Na poważnie trzeba stwierdzić, że wszystkie te rankingi raczej mają za zadanie stworzenie pewnej iluzji rozwoju i dobrobytu, podtrzymać ducha rywalizacji, ale przede wszystkim przemycić pewne neoliberalne mity. Po pierwsze ten, iż rozwój miast jest ściśle uwarunkowany stwarzaniem „udogodnień dla biznesu” (co powtarza się jak mantrę). I – po drugie - że rozwój ekonomiczny samoistnie przekłada się na jakość życia mieszkańców. Orłowski stwierdza autorytatywnie, że Poznań „musi poprawić ofertę dla inwestorów, promocję i infrastrukturę”. Tymczasem zadłużona po uszy stolica Wielkopolski, wydała już setki milionów na inwestycje, które raczej się nie przekładają na realną poprawę jakości życia mieszkańców. Choć w generowaniu PKB Poznań, wg danych PwC, przesunął się na czoło polskich największych aglomeracji, jednak można zaryzykować hipotezę, iż to prawdopodobnie przejściowe, skutek sięgnięcia po pieniądze unijne z pewnym opóźnieniem względem innych miast, co dziś spowodowało lepsze wyniki w tym względzie. Problem polega na tym, iż środki te zostały spożytkowane w sposób dość rozrzutny i jednokierunkowy, korzystny dla biznesu, ale bez zadbania o te sfery życia, które tak naprawdę decydują o jakości naszego życia, jak edukacja czy służba zdrowia.
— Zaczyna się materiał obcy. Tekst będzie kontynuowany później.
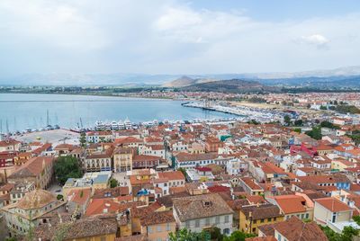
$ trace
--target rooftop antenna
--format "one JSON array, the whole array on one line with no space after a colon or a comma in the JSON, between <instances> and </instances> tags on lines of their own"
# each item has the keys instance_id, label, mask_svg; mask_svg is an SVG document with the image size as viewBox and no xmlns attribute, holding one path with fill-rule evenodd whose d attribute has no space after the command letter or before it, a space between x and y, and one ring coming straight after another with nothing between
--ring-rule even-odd
<instances>
[{"instance_id":1,"label":"rooftop antenna","mask_svg":"<svg viewBox=\"0 0 360 241\"><path fill-rule=\"evenodd\" d=\"M50 120L49 120L49 109L46 110L46 125L50 125Z\"/></svg>"},{"instance_id":2,"label":"rooftop antenna","mask_svg":"<svg viewBox=\"0 0 360 241\"><path fill-rule=\"evenodd\" d=\"M10 133L10 131L9 131L9 122L7 121L7 119L6 119L6 133Z\"/></svg>"}]
</instances>

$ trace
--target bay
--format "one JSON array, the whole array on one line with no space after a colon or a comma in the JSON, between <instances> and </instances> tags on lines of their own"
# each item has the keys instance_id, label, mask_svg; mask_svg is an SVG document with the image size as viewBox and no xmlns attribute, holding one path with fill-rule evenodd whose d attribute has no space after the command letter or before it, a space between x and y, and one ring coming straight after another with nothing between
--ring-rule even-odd
<instances>
[{"instance_id":1,"label":"bay","mask_svg":"<svg viewBox=\"0 0 360 241\"><path fill-rule=\"evenodd\" d=\"M211 120L235 115L184 107L182 101L124 98L112 96L0 94L0 131L14 132L41 129L47 125L47 112L51 125L76 128L80 118L86 128L96 120L119 121L129 119L133 123L167 120ZM6 124L7 122L7 124Z\"/></svg>"}]
</instances>

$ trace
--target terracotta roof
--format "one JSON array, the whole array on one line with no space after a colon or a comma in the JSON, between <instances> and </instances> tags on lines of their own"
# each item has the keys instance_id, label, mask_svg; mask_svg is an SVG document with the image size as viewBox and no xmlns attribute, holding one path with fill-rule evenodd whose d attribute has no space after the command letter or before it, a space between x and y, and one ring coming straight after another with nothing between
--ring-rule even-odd
<instances>
[{"instance_id":1,"label":"terracotta roof","mask_svg":"<svg viewBox=\"0 0 360 241\"><path fill-rule=\"evenodd\" d=\"M84 205L91 197L91 189L74 189L68 194L68 201L73 201L80 205Z\"/></svg>"},{"instance_id":2,"label":"terracotta roof","mask_svg":"<svg viewBox=\"0 0 360 241\"><path fill-rule=\"evenodd\" d=\"M87 206L86 216L92 216L103 213L116 213L121 204L115 201L103 199L93 200Z\"/></svg>"},{"instance_id":3,"label":"terracotta roof","mask_svg":"<svg viewBox=\"0 0 360 241\"><path fill-rule=\"evenodd\" d=\"M177 198L173 202L181 221L233 213L217 193Z\"/></svg>"},{"instance_id":4,"label":"terracotta roof","mask_svg":"<svg viewBox=\"0 0 360 241\"><path fill-rule=\"evenodd\" d=\"M274 199L277 202L280 209L284 211L284 214L306 211L305 208L306 201L302 196L282 195L282 196L274 196L269 198Z\"/></svg>"},{"instance_id":5,"label":"terracotta roof","mask_svg":"<svg viewBox=\"0 0 360 241\"><path fill-rule=\"evenodd\" d=\"M344 202L336 198L330 197L330 198L316 199L314 200L314 201L318 202L322 207L326 208L327 210L332 212L346 211L352 210L349 206L347 206L346 204L345 204Z\"/></svg>"},{"instance_id":6,"label":"terracotta roof","mask_svg":"<svg viewBox=\"0 0 360 241\"><path fill-rule=\"evenodd\" d=\"M22 210L40 209L56 201L56 197L51 192L42 189L36 189L33 192L27 192L18 201L17 207Z\"/></svg>"},{"instance_id":7,"label":"terracotta roof","mask_svg":"<svg viewBox=\"0 0 360 241\"><path fill-rule=\"evenodd\" d=\"M295 216L276 223L274 229L289 241L328 241L328 237L315 222L304 223Z\"/></svg>"},{"instance_id":8,"label":"terracotta roof","mask_svg":"<svg viewBox=\"0 0 360 241\"><path fill-rule=\"evenodd\" d=\"M46 165L54 161L53 157L48 156L38 156L31 158L24 165L22 165L19 169L17 169L14 174L12 174L9 178L23 178L29 176L37 176L43 170L43 164Z\"/></svg>"},{"instance_id":9,"label":"terracotta roof","mask_svg":"<svg viewBox=\"0 0 360 241\"><path fill-rule=\"evenodd\" d=\"M167 178L169 181L171 180L185 180L183 173L180 171L174 171L174 172L164 172L158 173L159 178Z\"/></svg>"},{"instance_id":10,"label":"terracotta roof","mask_svg":"<svg viewBox=\"0 0 360 241\"><path fill-rule=\"evenodd\" d=\"M172 223L175 222L173 216L173 211L154 211L148 213L145 217L140 219L140 223L142 226L151 226L161 223Z\"/></svg>"},{"instance_id":11,"label":"terracotta roof","mask_svg":"<svg viewBox=\"0 0 360 241\"><path fill-rule=\"evenodd\" d=\"M68 225L67 225L68 224ZM63 224L49 226L40 225L35 229L35 237L44 241L53 240L52 238L58 233L59 225L68 227L64 233L64 240L86 239L109 234L116 234L117 221L115 217L87 217L76 219L74 222L64 222Z\"/></svg>"},{"instance_id":12,"label":"terracotta roof","mask_svg":"<svg viewBox=\"0 0 360 241\"><path fill-rule=\"evenodd\" d=\"M249 205L240 208L240 211L248 219L251 217L253 219L262 219L267 218L283 217L280 209L276 205L263 204L263 205Z\"/></svg>"}]
</instances>

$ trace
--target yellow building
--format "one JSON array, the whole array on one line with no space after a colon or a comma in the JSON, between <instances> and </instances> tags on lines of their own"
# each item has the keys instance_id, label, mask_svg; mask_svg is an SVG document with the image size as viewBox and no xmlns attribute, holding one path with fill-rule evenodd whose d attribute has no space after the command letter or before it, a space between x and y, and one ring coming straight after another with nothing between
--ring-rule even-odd
<instances>
[{"instance_id":1,"label":"yellow building","mask_svg":"<svg viewBox=\"0 0 360 241\"><path fill-rule=\"evenodd\" d=\"M64 241L113 241L118 233L118 223L113 216L83 218L65 222L61 226L58 226L56 217L51 218L50 223L51 221L52 225L36 227L34 235L37 240L53 240L56 237L64 235L61 237ZM62 234L61 230L65 233Z\"/></svg>"},{"instance_id":2,"label":"yellow building","mask_svg":"<svg viewBox=\"0 0 360 241\"><path fill-rule=\"evenodd\" d=\"M257 234L258 227L284 220L280 209L273 204L248 205L239 210L239 230L248 234Z\"/></svg>"},{"instance_id":3,"label":"yellow building","mask_svg":"<svg viewBox=\"0 0 360 241\"><path fill-rule=\"evenodd\" d=\"M129 147L117 147L113 152L114 172L126 172L132 170L133 151Z\"/></svg>"},{"instance_id":4,"label":"yellow building","mask_svg":"<svg viewBox=\"0 0 360 241\"><path fill-rule=\"evenodd\" d=\"M149 241L166 241L176 231L173 211L155 211L140 219L141 234Z\"/></svg>"}]
</instances>

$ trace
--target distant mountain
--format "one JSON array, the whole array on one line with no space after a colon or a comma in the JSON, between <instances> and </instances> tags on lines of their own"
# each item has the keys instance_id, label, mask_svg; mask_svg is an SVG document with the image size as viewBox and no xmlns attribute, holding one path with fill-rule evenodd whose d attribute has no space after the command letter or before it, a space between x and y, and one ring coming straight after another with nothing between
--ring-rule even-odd
<instances>
[{"instance_id":1,"label":"distant mountain","mask_svg":"<svg viewBox=\"0 0 360 241\"><path fill-rule=\"evenodd\" d=\"M219 80L208 83L195 84L183 87L184 91L204 91L222 93L253 93L253 92L279 92L280 88L266 86L257 81L241 79Z\"/></svg>"},{"instance_id":2,"label":"distant mountain","mask_svg":"<svg viewBox=\"0 0 360 241\"><path fill-rule=\"evenodd\" d=\"M210 79L210 78L191 78L189 76L182 76L180 78L177 78L176 80L173 80L171 82L165 83L162 86L163 87L169 87L169 88L174 88L174 87L185 87L189 85L194 85L196 84L202 84L202 83L208 83L208 82L213 82L216 81L216 79Z\"/></svg>"},{"instance_id":3,"label":"distant mountain","mask_svg":"<svg viewBox=\"0 0 360 241\"><path fill-rule=\"evenodd\" d=\"M147 74L26 74L1 77L2 85L115 85L183 87L223 79L255 80L265 85L356 86L360 87L360 66L328 70L279 73L147 75Z\"/></svg>"}]
</instances>

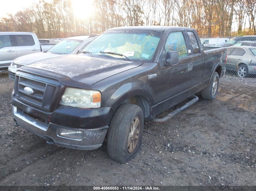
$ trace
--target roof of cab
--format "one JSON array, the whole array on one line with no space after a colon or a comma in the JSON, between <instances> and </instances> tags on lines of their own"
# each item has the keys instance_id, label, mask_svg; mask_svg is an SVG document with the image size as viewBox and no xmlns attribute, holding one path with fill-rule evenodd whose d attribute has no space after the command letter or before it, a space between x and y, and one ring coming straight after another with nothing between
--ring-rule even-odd
<instances>
[{"instance_id":1,"label":"roof of cab","mask_svg":"<svg viewBox=\"0 0 256 191\"><path fill-rule=\"evenodd\" d=\"M132 26L130 27L116 27L110 29L108 30L112 30L116 29L145 29L146 30L155 30L164 31L165 30L169 28L171 28L174 29L192 29L191 28L187 28L186 27L175 27L173 26Z\"/></svg>"},{"instance_id":2,"label":"roof of cab","mask_svg":"<svg viewBox=\"0 0 256 191\"><path fill-rule=\"evenodd\" d=\"M31 32L0 32L0 34L35 34Z\"/></svg>"}]
</instances>

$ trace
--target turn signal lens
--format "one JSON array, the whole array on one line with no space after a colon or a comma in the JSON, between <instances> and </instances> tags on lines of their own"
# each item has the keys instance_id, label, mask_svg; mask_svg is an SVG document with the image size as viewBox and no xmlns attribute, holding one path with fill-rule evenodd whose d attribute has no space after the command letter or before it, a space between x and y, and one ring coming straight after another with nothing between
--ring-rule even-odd
<instances>
[{"instance_id":1,"label":"turn signal lens","mask_svg":"<svg viewBox=\"0 0 256 191\"><path fill-rule=\"evenodd\" d=\"M92 102L94 103L100 102L101 94L99 92L95 93L92 94Z\"/></svg>"}]
</instances>

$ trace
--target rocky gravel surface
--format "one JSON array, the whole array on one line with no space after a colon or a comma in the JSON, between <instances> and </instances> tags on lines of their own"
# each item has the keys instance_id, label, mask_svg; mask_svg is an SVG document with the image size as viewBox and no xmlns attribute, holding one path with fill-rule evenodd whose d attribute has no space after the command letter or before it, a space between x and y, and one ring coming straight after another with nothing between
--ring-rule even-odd
<instances>
[{"instance_id":1,"label":"rocky gravel surface","mask_svg":"<svg viewBox=\"0 0 256 191\"><path fill-rule=\"evenodd\" d=\"M49 145L14 126L13 84L0 74L0 185L256 185L255 78L223 78L215 100L199 96L166 123L145 121L142 150L124 164L105 144Z\"/></svg>"}]
</instances>

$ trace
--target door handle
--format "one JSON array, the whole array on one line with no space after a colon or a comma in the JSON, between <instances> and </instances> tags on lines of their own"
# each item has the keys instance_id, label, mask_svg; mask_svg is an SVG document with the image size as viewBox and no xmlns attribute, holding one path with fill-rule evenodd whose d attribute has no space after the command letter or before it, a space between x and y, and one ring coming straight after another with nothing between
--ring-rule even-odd
<instances>
[{"instance_id":1,"label":"door handle","mask_svg":"<svg viewBox=\"0 0 256 191\"><path fill-rule=\"evenodd\" d=\"M193 64L189 63L188 65L188 71L191 71L193 69Z\"/></svg>"}]
</instances>

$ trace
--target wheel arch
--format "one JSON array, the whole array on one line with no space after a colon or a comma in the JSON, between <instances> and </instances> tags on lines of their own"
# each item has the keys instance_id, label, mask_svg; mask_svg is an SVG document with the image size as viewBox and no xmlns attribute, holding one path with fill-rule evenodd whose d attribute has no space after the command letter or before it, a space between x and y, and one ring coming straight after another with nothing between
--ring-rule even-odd
<instances>
[{"instance_id":1,"label":"wheel arch","mask_svg":"<svg viewBox=\"0 0 256 191\"><path fill-rule=\"evenodd\" d=\"M144 118L146 118L150 116L153 100L150 95L145 90L133 90L120 96L112 107L116 110L122 104L131 103L136 105L141 108Z\"/></svg>"},{"instance_id":2,"label":"wheel arch","mask_svg":"<svg viewBox=\"0 0 256 191\"><path fill-rule=\"evenodd\" d=\"M222 71L222 67L219 64L217 66L217 67L215 69L215 72L218 73L219 75L219 77L221 77L221 71Z\"/></svg>"}]
</instances>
Na zakończenie chciałbym przytoczyć dowcip, który słyszałem wiele lat temu. Pewien yuppie wybrał się na wycieczkę w góry. Idąc szlakiem zobaczył jak baca wypasa swoje owce na hali. Kierowany przedsiębiorczością i wiarą we własne zdolności, podszedł i mówi do bacy:
- Baco, jak powiem ci, ile tu na hali pasie się twoich owiec, to oddacie mi jedną. Zgoda?
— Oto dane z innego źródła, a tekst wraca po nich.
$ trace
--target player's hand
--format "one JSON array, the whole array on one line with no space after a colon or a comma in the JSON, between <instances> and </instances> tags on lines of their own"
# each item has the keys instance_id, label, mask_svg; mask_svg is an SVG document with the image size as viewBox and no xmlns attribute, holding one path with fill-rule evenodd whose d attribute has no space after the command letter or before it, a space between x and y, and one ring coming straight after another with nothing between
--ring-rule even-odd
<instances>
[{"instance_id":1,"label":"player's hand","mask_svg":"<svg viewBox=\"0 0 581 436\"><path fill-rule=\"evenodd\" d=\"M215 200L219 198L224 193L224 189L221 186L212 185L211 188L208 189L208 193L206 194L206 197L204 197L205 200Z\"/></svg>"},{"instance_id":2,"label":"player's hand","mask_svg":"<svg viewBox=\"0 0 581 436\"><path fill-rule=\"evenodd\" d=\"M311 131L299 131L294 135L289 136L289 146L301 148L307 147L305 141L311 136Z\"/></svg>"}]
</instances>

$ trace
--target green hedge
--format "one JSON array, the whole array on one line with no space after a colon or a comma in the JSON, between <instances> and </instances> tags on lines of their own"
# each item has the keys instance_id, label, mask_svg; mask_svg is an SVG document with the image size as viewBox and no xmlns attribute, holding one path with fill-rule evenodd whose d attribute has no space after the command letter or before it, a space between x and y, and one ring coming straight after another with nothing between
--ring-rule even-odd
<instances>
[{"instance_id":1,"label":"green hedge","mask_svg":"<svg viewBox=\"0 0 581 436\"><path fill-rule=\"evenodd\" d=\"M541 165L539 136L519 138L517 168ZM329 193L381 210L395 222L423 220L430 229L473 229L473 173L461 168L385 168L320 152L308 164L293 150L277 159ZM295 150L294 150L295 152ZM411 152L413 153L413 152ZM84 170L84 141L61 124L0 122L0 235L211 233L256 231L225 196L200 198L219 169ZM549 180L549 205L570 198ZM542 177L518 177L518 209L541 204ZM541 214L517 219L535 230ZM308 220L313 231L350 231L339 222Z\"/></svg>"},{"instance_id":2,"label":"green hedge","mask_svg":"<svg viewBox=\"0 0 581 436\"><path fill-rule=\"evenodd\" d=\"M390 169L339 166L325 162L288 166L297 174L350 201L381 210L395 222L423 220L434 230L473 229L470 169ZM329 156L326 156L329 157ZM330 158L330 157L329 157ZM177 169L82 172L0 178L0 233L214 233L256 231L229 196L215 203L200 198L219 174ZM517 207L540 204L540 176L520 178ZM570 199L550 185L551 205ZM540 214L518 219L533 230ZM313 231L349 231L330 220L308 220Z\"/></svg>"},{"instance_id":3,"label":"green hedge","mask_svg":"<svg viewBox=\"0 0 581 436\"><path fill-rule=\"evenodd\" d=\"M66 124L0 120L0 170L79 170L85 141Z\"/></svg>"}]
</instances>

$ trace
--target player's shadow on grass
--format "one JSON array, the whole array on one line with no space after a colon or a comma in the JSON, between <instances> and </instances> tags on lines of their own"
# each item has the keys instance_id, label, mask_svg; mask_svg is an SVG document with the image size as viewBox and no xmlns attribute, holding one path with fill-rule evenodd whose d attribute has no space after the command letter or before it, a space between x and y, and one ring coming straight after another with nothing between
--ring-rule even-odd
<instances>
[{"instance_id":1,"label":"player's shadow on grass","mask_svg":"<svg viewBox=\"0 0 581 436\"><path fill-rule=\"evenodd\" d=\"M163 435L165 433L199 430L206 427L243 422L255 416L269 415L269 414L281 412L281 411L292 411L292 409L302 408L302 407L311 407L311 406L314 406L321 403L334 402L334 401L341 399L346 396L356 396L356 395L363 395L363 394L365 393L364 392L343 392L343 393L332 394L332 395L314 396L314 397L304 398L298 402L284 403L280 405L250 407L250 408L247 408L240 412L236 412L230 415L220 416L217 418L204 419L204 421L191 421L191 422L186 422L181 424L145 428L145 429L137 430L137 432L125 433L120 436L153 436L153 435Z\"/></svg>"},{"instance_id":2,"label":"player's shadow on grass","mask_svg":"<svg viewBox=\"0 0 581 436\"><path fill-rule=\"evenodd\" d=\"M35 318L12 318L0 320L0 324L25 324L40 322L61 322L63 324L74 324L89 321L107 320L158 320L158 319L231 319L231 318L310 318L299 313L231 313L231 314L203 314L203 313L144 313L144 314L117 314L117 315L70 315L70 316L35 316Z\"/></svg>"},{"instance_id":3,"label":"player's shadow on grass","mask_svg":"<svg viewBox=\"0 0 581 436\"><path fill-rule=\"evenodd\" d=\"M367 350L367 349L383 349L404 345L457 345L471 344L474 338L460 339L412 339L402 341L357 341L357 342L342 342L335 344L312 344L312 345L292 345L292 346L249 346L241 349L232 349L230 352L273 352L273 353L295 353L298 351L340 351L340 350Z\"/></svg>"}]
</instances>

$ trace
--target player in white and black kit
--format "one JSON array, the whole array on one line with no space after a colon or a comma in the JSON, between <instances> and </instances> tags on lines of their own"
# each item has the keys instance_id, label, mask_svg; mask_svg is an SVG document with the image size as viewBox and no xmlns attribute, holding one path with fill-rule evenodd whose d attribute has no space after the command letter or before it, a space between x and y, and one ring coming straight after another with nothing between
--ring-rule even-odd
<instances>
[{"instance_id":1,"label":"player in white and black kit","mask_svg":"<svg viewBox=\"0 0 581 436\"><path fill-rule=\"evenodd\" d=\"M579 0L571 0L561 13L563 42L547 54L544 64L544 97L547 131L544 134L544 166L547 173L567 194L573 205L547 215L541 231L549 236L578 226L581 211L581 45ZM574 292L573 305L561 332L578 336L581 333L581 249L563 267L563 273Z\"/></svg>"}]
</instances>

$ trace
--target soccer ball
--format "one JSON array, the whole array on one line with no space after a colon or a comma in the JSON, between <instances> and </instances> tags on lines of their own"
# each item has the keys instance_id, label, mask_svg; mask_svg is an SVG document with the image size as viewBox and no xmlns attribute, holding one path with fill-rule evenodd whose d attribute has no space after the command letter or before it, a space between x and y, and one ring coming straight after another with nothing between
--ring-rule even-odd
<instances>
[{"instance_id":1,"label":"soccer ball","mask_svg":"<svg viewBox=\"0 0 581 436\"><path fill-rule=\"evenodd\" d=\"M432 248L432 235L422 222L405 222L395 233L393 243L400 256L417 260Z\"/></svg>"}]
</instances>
- Zgoda – odpowiada nieco zaskoczony baca.
Yappie wyciągnął ze swego plecaka laptopa, włączył go, połączył się z satelitą, satelita zrobił zdjęcie rzeczonej hali, zdjęcie zostało przeanalizowane przez specjalny program i po kilku minutach, młodzieniec znał odpowiedź.
- Baco – mówi – macie tu 87 owiec. Prawda?
- A no prawda – odpowiada baca.
Yuppie bez zbędnych ceregieli zainkasował swoją wygraną, wrzucając ją na plecy i zaczął się oddalać.
- Poczekajcie panoczku – krzyczy za nim baca. Jeżeli ja powiem wam skąd wy są, to oddacie to co moje?
- No dobrze – odpowiedział pewny siebie yuppie.
- Wyście są ekspert z PricewaterhouseCoopers.
Młodzieniec rozdziawił gębę, bo faktycznie pracował dla tej renomowanej firmy konsultingowej.
- Skąd to wiecie baco?!
- Bo po pierwsze – mówi baca – przyszliście tu, choć was nikt nie prosił. Po drugie, powiedzieliście nam to, co i tak dobrze wiedziałem. Po trzecie, to co trzymacie na plecach to nie owca, ino mój pies.